Tabii ama bunlar ortaya çıktığı zaman yani bunlar yoğun bir şekilde görüldüğü zaman artık hastalık çok ileri bir safhaya gelmiş oluyor. Bunları çok daha erken bir safhada teşhis etmek lazım ama bu saydıklarım birçok hastalıkta da olabilir. Sizin günlük en ufak bir nezle gribinizde bile bir halsizliğiniz, nefesinizin kesilmesi, yorulmanız olabilir. Bu belirtileri her gördüğümüzde pulmoner hipertansiyon demek doğru değil. Bu farkındalık etkinlikleri ile hem hastaların hem de hekimlerimizin bu hastalığı akıllarında tutmalarını sağlamaya çalışıyoruz.

  • Pulmoner hipertansiyon kadınlarda daha sık görülüyor. Pulmoner hipertansiyonu olan kadınlar gebe kalabilir mi? Ölümcül sonuçları olabilir mi?

Çok önemli bir noktaya değindiniz. Pulmoner hipertansiyon hastalarının biz gebe kalmalarını istemiyoruz. Gebelik bir kadının bedeninde çok ciddi değişiklikler yapan bir durum. Her ne kadar normal, doğal bir süreç olsa da orada bir bebek büyürken inanılmaz bir kütle artışı, kalbe inanılmaz bir yük, kan miktarında artış, çok ciddi bir yük. Solunum anlamında da aynı şekilde. Zaten sınırda yaşayan yani kendi yaşamları için akciğer anlamında sınırda fonksiyonlara sahip olan bu hastalar, böyle durumlarda maalesef yaşamlarını yitirme tehlikesi ile karşı karşıyalar. Üstelik kullandığımız ilaçlar da gebeliğin erken dönemleri bebek açısından zararlı olabiliyor. O yüzden biz bu hastalara gebe kalmayı önermiyoruz.

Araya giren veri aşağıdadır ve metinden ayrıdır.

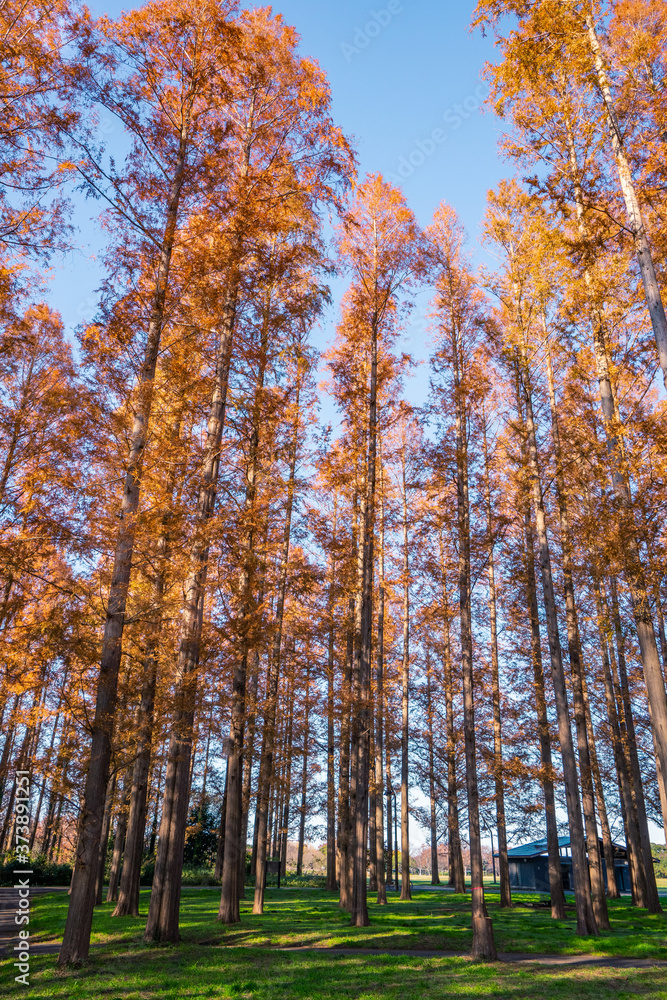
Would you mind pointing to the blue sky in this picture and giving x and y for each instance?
(402, 72)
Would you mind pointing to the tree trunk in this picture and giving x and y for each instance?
(503, 860)
(621, 760)
(304, 777)
(104, 839)
(455, 854)
(119, 839)
(642, 247)
(344, 817)
(435, 877)
(626, 533)
(483, 944)
(266, 766)
(331, 746)
(653, 900)
(586, 923)
(576, 665)
(76, 936)
(405, 692)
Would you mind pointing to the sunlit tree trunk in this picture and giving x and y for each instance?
(483, 944)
(627, 533)
(405, 695)
(76, 936)
(435, 877)
(379, 718)
(576, 666)
(586, 923)
(456, 869)
(637, 227)
(331, 746)
(163, 913)
(304, 775)
(503, 861)
(266, 766)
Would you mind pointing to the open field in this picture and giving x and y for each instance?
(244, 960)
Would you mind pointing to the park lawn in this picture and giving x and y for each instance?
(433, 920)
(190, 972)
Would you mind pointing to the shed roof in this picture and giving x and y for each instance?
(538, 847)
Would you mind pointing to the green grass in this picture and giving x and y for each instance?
(218, 961)
(192, 973)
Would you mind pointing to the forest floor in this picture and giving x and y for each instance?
(282, 955)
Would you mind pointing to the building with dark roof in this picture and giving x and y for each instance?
(529, 866)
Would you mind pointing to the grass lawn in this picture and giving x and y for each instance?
(241, 961)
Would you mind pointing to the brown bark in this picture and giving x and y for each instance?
(626, 525)
(456, 869)
(576, 667)
(331, 747)
(343, 838)
(435, 877)
(503, 860)
(266, 766)
(104, 839)
(304, 776)
(163, 913)
(119, 839)
(76, 936)
(643, 252)
(586, 923)
(483, 944)
(405, 693)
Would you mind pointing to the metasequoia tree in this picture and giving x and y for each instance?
(553, 40)
(555, 81)
(162, 91)
(458, 316)
(379, 244)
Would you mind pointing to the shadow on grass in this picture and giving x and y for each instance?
(192, 973)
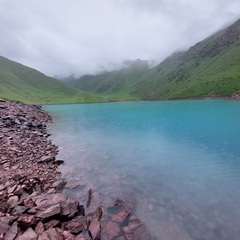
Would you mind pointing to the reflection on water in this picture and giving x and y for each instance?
(177, 161)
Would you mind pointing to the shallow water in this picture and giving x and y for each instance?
(177, 161)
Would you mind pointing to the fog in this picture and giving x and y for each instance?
(79, 37)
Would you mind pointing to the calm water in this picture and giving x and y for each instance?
(177, 161)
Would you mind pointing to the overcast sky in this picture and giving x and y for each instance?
(61, 37)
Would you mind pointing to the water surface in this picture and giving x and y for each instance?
(177, 161)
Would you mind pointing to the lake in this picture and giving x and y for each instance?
(177, 161)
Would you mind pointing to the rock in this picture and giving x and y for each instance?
(12, 201)
(7, 219)
(4, 227)
(11, 189)
(73, 185)
(58, 162)
(95, 229)
(111, 229)
(46, 159)
(39, 228)
(12, 232)
(51, 224)
(26, 221)
(50, 234)
(136, 230)
(28, 235)
(18, 210)
(77, 225)
(51, 211)
(69, 208)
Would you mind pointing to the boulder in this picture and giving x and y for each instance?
(29, 234)
(51, 234)
(46, 212)
(4, 227)
(136, 230)
(12, 232)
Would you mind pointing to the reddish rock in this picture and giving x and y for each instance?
(39, 228)
(51, 234)
(111, 230)
(4, 227)
(49, 211)
(12, 232)
(95, 229)
(26, 221)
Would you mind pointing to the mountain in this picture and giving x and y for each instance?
(116, 84)
(208, 69)
(21, 83)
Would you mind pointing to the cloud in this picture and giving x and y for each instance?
(75, 36)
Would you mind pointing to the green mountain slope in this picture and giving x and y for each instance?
(116, 84)
(21, 83)
(211, 68)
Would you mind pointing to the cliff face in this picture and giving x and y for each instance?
(227, 37)
(208, 69)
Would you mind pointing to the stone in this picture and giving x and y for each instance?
(29, 234)
(46, 159)
(39, 228)
(18, 210)
(95, 229)
(50, 211)
(11, 189)
(12, 232)
(69, 208)
(4, 227)
(111, 229)
(8, 219)
(73, 185)
(50, 234)
(12, 201)
(77, 225)
(120, 211)
(51, 224)
(26, 221)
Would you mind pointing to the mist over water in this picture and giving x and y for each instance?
(177, 161)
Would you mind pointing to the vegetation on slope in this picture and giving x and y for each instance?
(208, 69)
(116, 85)
(21, 83)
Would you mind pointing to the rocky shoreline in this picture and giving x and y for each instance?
(32, 205)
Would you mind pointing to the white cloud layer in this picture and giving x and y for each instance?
(60, 37)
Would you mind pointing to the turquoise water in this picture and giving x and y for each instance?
(177, 161)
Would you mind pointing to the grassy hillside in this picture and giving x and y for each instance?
(208, 69)
(116, 85)
(21, 83)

  • Hastalığın tedavisinde yeni ilaçlar var mı ya da ne gibi yenilikler var? Tedavi edilmezse ne gibi sonuçlar ortaya çıkar?

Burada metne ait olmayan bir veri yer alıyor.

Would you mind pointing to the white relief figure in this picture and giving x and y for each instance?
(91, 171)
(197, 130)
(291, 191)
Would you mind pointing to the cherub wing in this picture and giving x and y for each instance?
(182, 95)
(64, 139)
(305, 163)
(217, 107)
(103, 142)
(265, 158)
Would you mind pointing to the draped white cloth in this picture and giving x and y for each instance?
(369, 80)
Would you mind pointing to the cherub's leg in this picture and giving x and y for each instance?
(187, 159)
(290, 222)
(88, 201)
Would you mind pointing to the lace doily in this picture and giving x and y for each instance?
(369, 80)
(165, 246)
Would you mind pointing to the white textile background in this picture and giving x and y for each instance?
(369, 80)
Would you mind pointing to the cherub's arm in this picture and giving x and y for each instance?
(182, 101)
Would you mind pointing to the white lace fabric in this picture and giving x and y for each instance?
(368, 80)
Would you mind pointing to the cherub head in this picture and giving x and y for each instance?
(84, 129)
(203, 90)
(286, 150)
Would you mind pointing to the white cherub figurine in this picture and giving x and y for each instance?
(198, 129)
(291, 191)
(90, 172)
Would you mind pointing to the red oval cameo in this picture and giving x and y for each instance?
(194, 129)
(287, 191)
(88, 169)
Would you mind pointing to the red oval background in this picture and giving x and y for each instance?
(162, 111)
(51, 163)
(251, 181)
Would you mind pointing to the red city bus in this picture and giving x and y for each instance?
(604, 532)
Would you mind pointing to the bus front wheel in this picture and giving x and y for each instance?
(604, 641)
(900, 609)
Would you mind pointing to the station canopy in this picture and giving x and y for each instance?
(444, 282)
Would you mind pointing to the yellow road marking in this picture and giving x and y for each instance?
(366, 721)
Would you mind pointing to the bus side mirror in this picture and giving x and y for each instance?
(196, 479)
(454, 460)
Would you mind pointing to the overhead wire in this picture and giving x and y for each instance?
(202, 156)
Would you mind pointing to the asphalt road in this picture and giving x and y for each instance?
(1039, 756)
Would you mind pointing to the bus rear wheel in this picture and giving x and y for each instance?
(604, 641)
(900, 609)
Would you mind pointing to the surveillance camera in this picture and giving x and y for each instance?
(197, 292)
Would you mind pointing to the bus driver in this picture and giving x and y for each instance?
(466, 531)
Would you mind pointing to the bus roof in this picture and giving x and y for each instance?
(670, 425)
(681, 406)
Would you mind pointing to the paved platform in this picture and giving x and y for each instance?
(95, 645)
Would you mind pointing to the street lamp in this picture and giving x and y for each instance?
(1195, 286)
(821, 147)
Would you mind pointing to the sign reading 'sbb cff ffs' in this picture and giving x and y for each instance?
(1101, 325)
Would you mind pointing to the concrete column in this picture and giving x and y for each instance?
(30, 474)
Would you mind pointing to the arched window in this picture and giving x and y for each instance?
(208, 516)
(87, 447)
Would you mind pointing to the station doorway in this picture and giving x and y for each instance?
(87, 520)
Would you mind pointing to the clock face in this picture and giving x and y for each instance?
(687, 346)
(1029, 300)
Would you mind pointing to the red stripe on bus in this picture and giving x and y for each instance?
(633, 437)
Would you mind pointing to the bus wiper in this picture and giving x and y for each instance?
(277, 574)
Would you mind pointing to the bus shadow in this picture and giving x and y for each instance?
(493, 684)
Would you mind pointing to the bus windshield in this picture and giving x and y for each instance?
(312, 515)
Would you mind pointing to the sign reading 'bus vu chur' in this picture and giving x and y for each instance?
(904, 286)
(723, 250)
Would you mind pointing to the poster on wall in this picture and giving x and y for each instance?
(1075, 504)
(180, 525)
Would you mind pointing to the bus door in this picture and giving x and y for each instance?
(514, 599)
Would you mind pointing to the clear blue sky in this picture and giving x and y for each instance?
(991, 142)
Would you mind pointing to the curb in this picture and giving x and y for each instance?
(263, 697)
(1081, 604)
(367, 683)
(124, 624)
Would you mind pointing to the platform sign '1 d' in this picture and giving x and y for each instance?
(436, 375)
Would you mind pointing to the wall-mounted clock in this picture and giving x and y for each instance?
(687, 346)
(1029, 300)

Tedavide 15-20 sene öncesine göre çok çok iyi durumdayız, çok yeni ve etkili ilaçlar var ama bunların hiçbiri tedavi edici nitelikte değil. Son ve kesin tedavi nakildir. Nakil konusunda da son zamanlarda büyük aşamalar kaydettik. Buradaki en büyük engelimiz donör yani organ bağışı. Organ bağışının daha da yaygınlaşması gerekiyor. Çocuk hastalar için bir başka engel de çocukların beden ölçüleri nedeniyle organ nakillerinde biraz daha dezavantajlı konumdalar. Bir yetişkinin akciğerini diğer bir yetişkine takmak daha kolay olsa da bir yetişkinin akciğerini bir çocuğa takamazsınız ölçüler anlamında dolayısıyla o bedene uygun bir akciğer bulmanız lazım. Bu da akciğer vericisi, donör şansını daha da azaltıyor. Kesin tedavi orada diyebiliriz. O da tabii kendince sınırlılıklara sahip ama bu hastalığın net bir tedavisi yok. Fakat yeni geliştirilen ilaçlarla bizim için asıl önemli olan bu hastaların yaşam kalitelerinin arttırılması ve nakil için geçen sürede yani bekleme süresinde çok kaliteli bir yaşama sahip olmaları.